Pour que le suspense reste entier, je ne dévoilerai pas les diverses étapes d'une intrigue pour le moins compliquée. Au bout du compte, les bons triomphent et chacun trouve (ou retrouve) sa chacune ou son chacun.


Après Escalier C où Elvire Murail offrait déjà deux superbes personnages – Forster et Coleen, elle récidive dans ce roman avec deux couples charmants. Xavier et Sylvain, d'abord : deux jeunes motards inséparables qui trouveront dans les violences faites à l'un d'eux de nouvelles raisons de s'aimer. Gabriel Messeix et Aurélien Fréval, ensuite : le premier est plus ou moins gigolo, le second vraiment médecin-légiste ce qui ne l'empêche pas d'avoir des yeux magnifiques. Gabriel poursuit Aurélien de ses assiduités et ce dernier se défend sans trop de conviction avant de succomber.

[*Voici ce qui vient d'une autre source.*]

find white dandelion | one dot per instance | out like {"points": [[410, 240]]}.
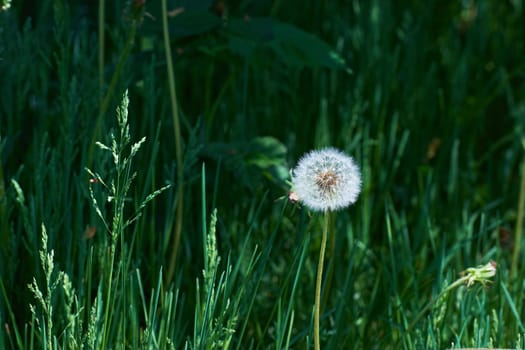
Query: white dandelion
{"points": [[326, 179]]}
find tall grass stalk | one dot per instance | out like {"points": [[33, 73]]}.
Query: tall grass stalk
{"points": [[520, 214], [178, 145]]}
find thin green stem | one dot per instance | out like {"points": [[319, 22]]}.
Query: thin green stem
{"points": [[320, 281], [178, 146], [457, 283], [112, 85], [519, 224]]}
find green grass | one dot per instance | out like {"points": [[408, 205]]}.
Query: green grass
{"points": [[428, 97]]}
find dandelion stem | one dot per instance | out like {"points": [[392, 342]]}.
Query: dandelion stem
{"points": [[319, 281]]}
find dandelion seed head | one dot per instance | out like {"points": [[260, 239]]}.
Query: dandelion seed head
{"points": [[326, 179]]}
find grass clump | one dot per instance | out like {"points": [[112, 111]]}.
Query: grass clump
{"points": [[192, 238]]}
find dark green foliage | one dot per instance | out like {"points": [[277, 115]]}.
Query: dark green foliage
{"points": [[427, 96]]}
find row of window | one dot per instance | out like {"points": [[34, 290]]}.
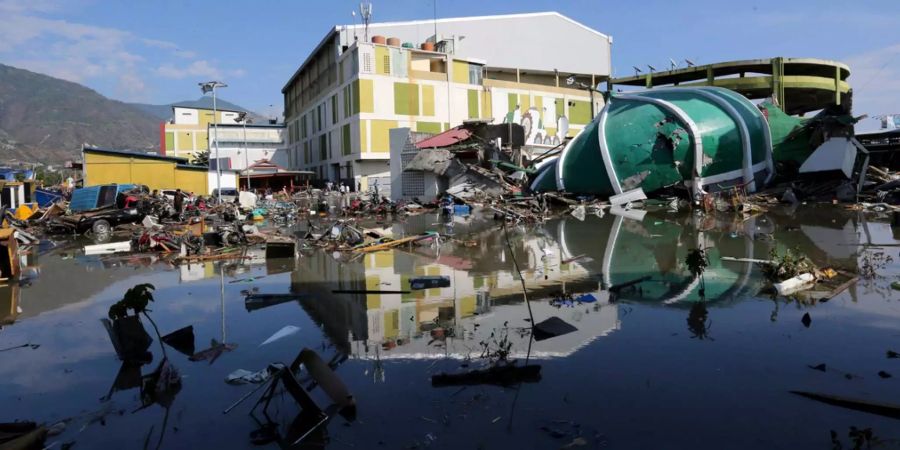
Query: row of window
{"points": [[323, 148], [326, 114]]}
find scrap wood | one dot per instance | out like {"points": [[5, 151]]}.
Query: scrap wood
{"points": [[881, 409], [841, 287], [366, 291], [379, 246], [212, 257], [504, 375]]}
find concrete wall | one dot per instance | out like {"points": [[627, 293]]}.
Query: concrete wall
{"points": [[229, 180], [106, 169], [191, 180], [155, 173]]}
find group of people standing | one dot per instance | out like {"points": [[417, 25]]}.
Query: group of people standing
{"points": [[341, 187]]}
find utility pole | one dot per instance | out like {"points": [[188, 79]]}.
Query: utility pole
{"points": [[580, 84], [210, 86], [242, 117]]}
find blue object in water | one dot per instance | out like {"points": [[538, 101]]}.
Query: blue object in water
{"points": [[46, 197], [429, 282]]}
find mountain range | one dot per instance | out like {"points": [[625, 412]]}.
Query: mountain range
{"points": [[46, 120]]}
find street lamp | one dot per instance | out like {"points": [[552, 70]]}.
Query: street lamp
{"points": [[242, 117], [210, 86], [580, 84]]}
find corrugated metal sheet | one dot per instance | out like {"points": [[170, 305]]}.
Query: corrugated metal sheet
{"points": [[450, 137]]}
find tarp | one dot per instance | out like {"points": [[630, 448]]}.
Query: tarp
{"points": [[450, 137]]}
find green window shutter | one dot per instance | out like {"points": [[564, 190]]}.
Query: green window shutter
{"points": [[345, 139], [512, 101], [334, 115], [354, 97], [406, 99], [580, 112]]}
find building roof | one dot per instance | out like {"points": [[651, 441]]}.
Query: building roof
{"points": [[251, 125], [809, 84], [206, 103], [450, 137], [476, 18], [566, 58], [133, 154]]}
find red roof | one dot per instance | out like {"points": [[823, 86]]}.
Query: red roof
{"points": [[265, 164], [450, 137]]}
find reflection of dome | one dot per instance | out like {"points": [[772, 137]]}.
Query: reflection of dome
{"points": [[650, 254]]}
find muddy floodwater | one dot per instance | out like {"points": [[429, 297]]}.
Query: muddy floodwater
{"points": [[650, 364]]}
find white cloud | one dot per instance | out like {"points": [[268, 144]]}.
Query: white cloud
{"points": [[198, 69], [875, 79], [118, 60]]}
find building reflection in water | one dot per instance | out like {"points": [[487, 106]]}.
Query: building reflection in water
{"points": [[579, 257]]}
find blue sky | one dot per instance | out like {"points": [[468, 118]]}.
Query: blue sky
{"points": [[157, 51]]}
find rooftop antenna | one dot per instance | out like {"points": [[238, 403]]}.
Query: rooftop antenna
{"points": [[365, 11]]}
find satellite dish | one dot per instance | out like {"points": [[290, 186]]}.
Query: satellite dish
{"points": [[562, 127]]}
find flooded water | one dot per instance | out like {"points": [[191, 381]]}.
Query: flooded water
{"points": [[651, 365]]}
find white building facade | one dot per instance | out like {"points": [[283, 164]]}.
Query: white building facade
{"points": [[241, 146], [341, 104]]}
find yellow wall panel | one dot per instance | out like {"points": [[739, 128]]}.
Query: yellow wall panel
{"points": [[366, 96], [381, 141], [373, 283], [106, 169], [363, 136], [384, 260], [201, 140], [184, 141], [427, 100], [460, 72], [382, 60], [486, 105], [467, 306], [192, 181]]}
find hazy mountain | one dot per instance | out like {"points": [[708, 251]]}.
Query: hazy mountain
{"points": [[45, 119], [164, 112]]}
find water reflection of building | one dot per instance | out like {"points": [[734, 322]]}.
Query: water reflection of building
{"points": [[401, 325], [577, 256]]}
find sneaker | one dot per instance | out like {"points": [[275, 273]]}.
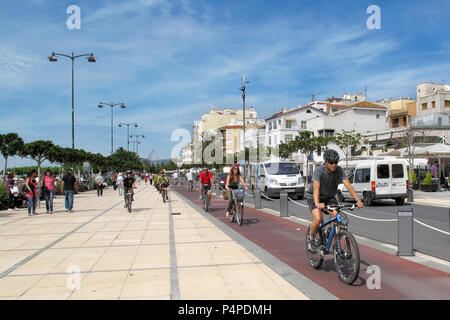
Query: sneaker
{"points": [[311, 245]]}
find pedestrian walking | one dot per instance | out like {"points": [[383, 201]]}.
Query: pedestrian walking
{"points": [[48, 189], [120, 183], [99, 180], [434, 170], [10, 187], [114, 180], [38, 193], [31, 194], [68, 186]]}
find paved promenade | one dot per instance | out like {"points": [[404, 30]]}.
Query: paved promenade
{"points": [[159, 251]]}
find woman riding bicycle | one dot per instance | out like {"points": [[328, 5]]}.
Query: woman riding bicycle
{"points": [[233, 180]]}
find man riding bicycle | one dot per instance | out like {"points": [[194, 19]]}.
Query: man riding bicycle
{"points": [[206, 181], [323, 190], [163, 183], [128, 184]]}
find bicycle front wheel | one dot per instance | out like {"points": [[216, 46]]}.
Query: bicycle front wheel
{"points": [[315, 259], [239, 214], [346, 256]]}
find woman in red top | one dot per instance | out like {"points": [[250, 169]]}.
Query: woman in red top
{"points": [[206, 179], [49, 182], [31, 195]]}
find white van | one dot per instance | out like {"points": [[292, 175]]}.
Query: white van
{"points": [[378, 179], [272, 177]]}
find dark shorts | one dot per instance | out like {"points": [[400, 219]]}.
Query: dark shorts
{"points": [[328, 201]]}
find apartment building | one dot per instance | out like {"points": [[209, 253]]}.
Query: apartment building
{"points": [[433, 105], [284, 126], [400, 115]]}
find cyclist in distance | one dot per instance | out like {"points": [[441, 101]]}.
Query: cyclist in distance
{"points": [[206, 179], [323, 190], [163, 182], [128, 184]]}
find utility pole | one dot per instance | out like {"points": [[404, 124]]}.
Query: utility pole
{"points": [[243, 117]]}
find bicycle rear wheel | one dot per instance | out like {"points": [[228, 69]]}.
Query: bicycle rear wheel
{"points": [[315, 259], [239, 214], [346, 257]]}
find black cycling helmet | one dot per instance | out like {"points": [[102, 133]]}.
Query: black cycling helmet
{"points": [[331, 155]]}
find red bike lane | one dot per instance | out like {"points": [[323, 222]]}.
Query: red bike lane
{"points": [[400, 279]]}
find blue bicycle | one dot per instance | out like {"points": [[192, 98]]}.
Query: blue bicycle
{"points": [[345, 248]]}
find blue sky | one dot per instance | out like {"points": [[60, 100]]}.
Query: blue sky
{"points": [[171, 61]]}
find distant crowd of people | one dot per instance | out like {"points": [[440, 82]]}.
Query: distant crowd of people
{"points": [[33, 189]]}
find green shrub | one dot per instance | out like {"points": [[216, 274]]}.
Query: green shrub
{"points": [[428, 179], [413, 178]]}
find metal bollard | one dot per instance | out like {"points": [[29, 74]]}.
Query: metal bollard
{"points": [[405, 231], [283, 204], [257, 194], [410, 195]]}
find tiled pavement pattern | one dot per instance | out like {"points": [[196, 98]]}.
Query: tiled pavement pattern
{"points": [[125, 255]]}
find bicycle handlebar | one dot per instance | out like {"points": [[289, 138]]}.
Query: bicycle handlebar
{"points": [[342, 206]]}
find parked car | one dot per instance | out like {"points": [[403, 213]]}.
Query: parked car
{"points": [[378, 179], [274, 177]]}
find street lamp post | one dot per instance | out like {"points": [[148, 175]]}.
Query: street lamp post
{"points": [[128, 132], [123, 106], [90, 58], [137, 136], [243, 117]]}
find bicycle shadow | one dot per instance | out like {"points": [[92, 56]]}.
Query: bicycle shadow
{"points": [[329, 266], [248, 222]]}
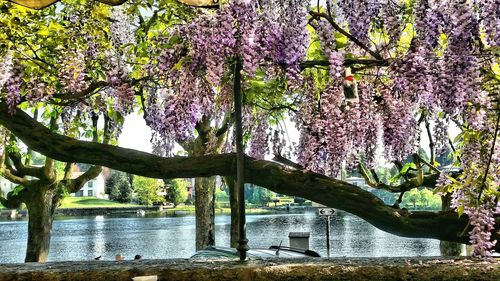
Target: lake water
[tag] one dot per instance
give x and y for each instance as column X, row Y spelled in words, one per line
column 173, row 237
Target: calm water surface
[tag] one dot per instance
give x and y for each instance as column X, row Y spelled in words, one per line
column 173, row 237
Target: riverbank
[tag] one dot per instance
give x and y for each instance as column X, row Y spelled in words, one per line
column 311, row 269
column 144, row 211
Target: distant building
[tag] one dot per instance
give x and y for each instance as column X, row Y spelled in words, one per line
column 92, row 188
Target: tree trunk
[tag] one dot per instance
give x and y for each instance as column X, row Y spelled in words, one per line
column 233, row 202
column 205, row 212
column 41, row 207
column 448, row 249
column 276, row 177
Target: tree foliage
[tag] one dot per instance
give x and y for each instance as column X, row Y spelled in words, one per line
column 121, row 190
column 350, row 74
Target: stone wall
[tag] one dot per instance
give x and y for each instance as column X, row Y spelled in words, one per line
column 386, row 269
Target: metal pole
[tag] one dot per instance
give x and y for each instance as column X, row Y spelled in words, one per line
column 240, row 159
column 328, row 235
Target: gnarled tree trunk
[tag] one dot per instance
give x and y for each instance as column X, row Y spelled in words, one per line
column 275, row 177
column 233, row 202
column 205, row 212
column 41, row 207
column 447, row 248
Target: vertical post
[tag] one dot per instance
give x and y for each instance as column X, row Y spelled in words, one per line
column 240, row 159
column 328, row 235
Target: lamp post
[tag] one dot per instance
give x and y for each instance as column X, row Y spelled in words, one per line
column 240, row 159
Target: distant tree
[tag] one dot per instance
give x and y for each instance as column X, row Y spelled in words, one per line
column 121, row 190
column 177, row 192
column 147, row 189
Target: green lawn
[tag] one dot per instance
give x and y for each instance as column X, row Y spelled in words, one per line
column 91, row 202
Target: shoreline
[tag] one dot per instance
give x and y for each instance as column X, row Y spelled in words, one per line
column 145, row 211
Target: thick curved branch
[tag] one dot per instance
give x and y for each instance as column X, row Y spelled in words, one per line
column 429, row 180
column 21, row 169
column 347, row 34
column 273, row 176
column 347, row 62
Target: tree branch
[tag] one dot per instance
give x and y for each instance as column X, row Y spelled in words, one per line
column 429, row 180
column 278, row 178
column 23, row 170
column 347, row 62
column 347, row 34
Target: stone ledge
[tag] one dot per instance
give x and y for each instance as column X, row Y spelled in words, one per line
column 268, row 269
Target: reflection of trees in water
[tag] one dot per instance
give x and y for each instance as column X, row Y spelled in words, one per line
column 171, row 237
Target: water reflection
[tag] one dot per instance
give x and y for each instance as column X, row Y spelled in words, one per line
column 173, row 237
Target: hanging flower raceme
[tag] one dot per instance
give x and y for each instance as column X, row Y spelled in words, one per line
column 119, row 87
column 399, row 127
column 490, row 15
column 260, row 138
column 72, row 72
column 427, row 23
column 13, row 87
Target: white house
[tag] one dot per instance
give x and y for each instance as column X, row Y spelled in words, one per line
column 92, row 188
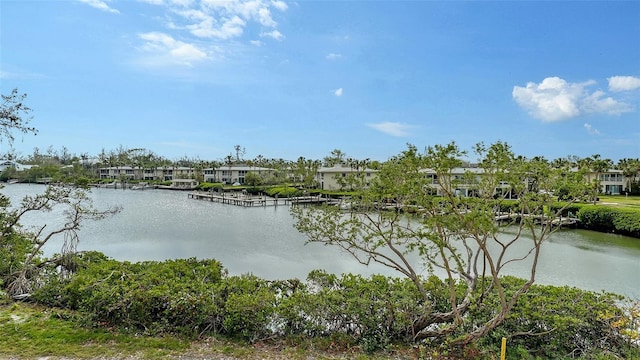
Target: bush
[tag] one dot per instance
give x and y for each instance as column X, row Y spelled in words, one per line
column 175, row 296
column 195, row 297
column 608, row 219
column 561, row 322
column 283, row 191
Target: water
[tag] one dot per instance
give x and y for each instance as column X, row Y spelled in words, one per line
column 163, row 224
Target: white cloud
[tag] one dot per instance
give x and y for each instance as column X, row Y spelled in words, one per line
column 623, row 83
column 591, row 130
column 392, row 128
column 224, row 19
column 598, row 103
column 101, row 5
column 153, row 2
column 555, row 99
column 280, row 5
column 230, row 28
column 274, row 34
column 170, row 50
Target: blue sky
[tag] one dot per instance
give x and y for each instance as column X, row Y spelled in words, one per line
column 286, row 79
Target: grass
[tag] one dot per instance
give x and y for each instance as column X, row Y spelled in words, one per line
column 30, row 331
column 620, row 201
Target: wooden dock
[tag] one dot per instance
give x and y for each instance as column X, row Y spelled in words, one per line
column 247, row 200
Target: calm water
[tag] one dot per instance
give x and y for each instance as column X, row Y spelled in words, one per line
column 161, row 224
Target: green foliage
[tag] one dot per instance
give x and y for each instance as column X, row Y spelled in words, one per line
column 172, row 296
column 249, row 304
column 207, row 186
column 195, row 297
column 559, row 322
column 375, row 311
column 608, row 219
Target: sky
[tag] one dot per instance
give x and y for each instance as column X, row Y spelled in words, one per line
column 284, row 79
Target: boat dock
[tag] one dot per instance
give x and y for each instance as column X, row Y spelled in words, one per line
column 247, row 200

Aurélien posa sa main sur le carreau, y laissant une empreinte bleu pâle. Et l'autre qui dormait là, à côté.

Car Gabriel s'était vraiment couché parce qu'il avait sommeil. Que penser de cet individu ? Aurélien avait eu, dès le début, conscience que son destin allait changer à cause de Gabriel Messeix. Oui, il l'avait toujours attendu cet aventurier, cette clé vers l'horizon et l'éther. Pourtant, il n'était pas exactement ce qu'il escomptait. En vérité, il n'avait même rien à voir avec ses rêves. Sa chance, il l'avait d'abord imaginée sous la forme d'un vieil oncle excentrique. Mais le seul parent de ce genre qu'il avait eu était enterré depuis vingt ans. Ensuite, il avait cru en une superbe blonde d'un mètre quatre-vingts avec beaucoup, beaucoup d'argent... Et évidemment, elle ne s'était jamais présentée, la garce. En désespoir de cause, il avait failli se rabattre sur sa voisine d'en face. Puis, il s'était rendu compte qu'il n'aimait pas particulièrement les femmes. En fait, il était bien trop proche d'elles pour s'en contenter.

Restait Gabriel, bien sûr. Pas vraiment l'idéal. Mais qui vit son idéal ? Après tout, c'était mieux que la solitude. Surtout à Brive. (pages 113-114)


Il faudrait aussi parler de Simon Delay, que tout le monde recherche, de Jared Clément, justicier à la boucle d'oreille, d'Axel Tisserand, commissaire de police dépassé par les événements...


Tous ces personnages farfelus, drôles, émouvants, séduisants ou ridicules sont les pièces d'une gigantesque partie d'échecs imaginée par l'esprit tordu du Maître. Si on ne connaît son identité qu'à la dernière page, le vrai maître du livre est bien Elvire Murail qui offre avec "La plume de perroquet" un magnifique divertissement, dans la tradition des Gustave Le Rouge, Maurice Leblanc et autres Agatha Christie.